Frankreichs Staatschef Emmanuel Macron sieht derzeit keine Chance auf Fortschritte bei den EU-Beitrittsverhandlungen mit der Türkei. Die "jüngsten Entwicklungen und Entscheidungen" in der Türkei ließen "keinerlei Fortschritt beim begonnenen Prozess zu", sagte Macron bei einem Treffen mit dem türkischen Präsidenten Recep Tayyip Erdoğan in Paris. Möglich sei aber eine "Partnerschaft" mit der Türkei. Erdoğan wiederum sagte, das Warten auf einen EU-Beitritt habe die Türkei "ermüdet". "Man kann nicht ständig um einen Eintritt in die EU bitten", sagte der türkische Präsident.

Erdoğans Besuch in Frankreich ist der erste seit dem gescheiterten Putsch vor anderthalb Jahren. Vor seiner Reise hatte der türkische Präsident noch die guten Beziehungen zwischen den beiden Ländern hervorgehoben. Die Zusammenarbeit sei von "entscheidender Bedeutung für den regionalen und internationalen Frieden", sagte Erdoğan.

Macron hatte vor dem Besuch angekündigt, sich bei Erdoğan für die Menschenrechte und die Freilassung von Journalisten einsetzen zu wollen. Dies habe er auch getan, sagte der französische Präsident. Er habe die Türkei aufgerufen, rechtsstaatliche Prinzipien einzuhalten und habe Erdoğan seine Sorge über die Anklagen gegen Professoren und Studenten der Galatasaray-Universität in Istanbul und von inhaftierten Journalisten mitgeteilt. Die Akademiker hatten einen offenen Brief von Intellektuellen unterzeichnet, in dem das Vorgehen des Staates gegen die Kurden kritisiert wird.

Erdoğan zeigte sich von der Kritik unbeeindruckt und erneuerte bei einer gemeinsamen Pressekonferenz seine Vorwürfe an Oppositionelle. Terrorismus entstehe nicht von selbst, sagte er. "Terror und Terrorismus haben Gärtner", sagte der Staatschef. "Diese Gärtner sind die Leute, die als Denker angesehen werden. Sie bewässern durch ihre Kolumnen in den Zeitungen", sagte Erdoğan. "Und eines Tages tauchen diese Leute dann als Terroristen vor dir auf."

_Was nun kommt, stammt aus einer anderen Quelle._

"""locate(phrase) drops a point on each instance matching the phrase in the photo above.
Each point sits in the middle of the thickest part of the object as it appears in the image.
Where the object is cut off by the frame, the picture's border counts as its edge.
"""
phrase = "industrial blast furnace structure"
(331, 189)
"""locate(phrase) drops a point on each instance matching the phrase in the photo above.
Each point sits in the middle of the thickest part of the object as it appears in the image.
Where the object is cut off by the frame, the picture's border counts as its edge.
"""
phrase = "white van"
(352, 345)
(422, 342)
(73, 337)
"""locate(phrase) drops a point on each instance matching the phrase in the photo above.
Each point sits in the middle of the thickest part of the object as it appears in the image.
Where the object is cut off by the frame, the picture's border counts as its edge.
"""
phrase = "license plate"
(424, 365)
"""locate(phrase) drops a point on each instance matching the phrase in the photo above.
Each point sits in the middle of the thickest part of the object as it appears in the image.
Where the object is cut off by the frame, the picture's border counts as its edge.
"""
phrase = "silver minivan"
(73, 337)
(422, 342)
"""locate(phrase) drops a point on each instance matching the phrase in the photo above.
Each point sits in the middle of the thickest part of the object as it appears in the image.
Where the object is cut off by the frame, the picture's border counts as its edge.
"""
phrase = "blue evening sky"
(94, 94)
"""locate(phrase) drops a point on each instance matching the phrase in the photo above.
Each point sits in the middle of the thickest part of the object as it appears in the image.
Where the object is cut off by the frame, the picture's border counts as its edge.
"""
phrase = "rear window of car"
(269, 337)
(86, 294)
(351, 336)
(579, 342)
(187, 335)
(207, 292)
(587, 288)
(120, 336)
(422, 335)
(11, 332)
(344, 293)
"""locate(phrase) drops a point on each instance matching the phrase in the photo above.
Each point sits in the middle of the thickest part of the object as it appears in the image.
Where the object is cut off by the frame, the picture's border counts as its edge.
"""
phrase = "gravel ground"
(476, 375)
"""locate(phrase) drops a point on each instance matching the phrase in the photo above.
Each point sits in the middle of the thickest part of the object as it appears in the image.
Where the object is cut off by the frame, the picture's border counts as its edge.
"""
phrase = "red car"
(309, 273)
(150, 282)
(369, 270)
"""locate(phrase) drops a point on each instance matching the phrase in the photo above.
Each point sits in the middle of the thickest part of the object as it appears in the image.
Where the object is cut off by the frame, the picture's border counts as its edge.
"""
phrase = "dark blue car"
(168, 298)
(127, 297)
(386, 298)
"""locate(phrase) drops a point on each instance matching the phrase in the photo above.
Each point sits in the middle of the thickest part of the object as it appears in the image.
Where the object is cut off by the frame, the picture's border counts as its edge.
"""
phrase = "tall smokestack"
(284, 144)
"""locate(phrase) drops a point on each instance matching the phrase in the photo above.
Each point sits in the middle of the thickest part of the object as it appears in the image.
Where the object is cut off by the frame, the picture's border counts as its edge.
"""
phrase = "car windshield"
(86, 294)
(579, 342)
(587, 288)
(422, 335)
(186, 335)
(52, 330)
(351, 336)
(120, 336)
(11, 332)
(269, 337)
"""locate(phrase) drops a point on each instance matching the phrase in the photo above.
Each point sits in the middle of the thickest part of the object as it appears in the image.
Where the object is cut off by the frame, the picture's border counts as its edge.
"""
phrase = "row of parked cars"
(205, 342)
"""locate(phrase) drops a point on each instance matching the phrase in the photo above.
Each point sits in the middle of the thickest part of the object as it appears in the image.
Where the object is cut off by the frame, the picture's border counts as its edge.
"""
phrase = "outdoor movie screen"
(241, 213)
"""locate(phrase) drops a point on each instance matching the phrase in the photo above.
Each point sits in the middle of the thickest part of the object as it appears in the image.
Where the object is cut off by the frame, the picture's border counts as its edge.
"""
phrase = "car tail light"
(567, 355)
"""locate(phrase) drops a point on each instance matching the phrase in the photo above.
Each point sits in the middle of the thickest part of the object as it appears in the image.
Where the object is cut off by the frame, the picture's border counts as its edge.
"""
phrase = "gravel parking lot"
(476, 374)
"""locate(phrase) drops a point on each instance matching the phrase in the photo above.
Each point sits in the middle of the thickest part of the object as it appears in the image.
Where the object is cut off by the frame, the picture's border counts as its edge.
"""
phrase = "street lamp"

Türkei – ein unverzichtbarer Partner?

Das Vorgehen der Türkei seit dem Putschversuch hat die Beziehungen zwischen der EU und der Türkei stark belastet. Bundeskanzlerin Angela Merkel hatte im September im Bundestagswahlkampf gar gefordert, die Beitrittsverhandlungen mit der Türkei abzubrechen. Macron hingegen nannte die Türkei bislang einen "unverzichtbaren Partner".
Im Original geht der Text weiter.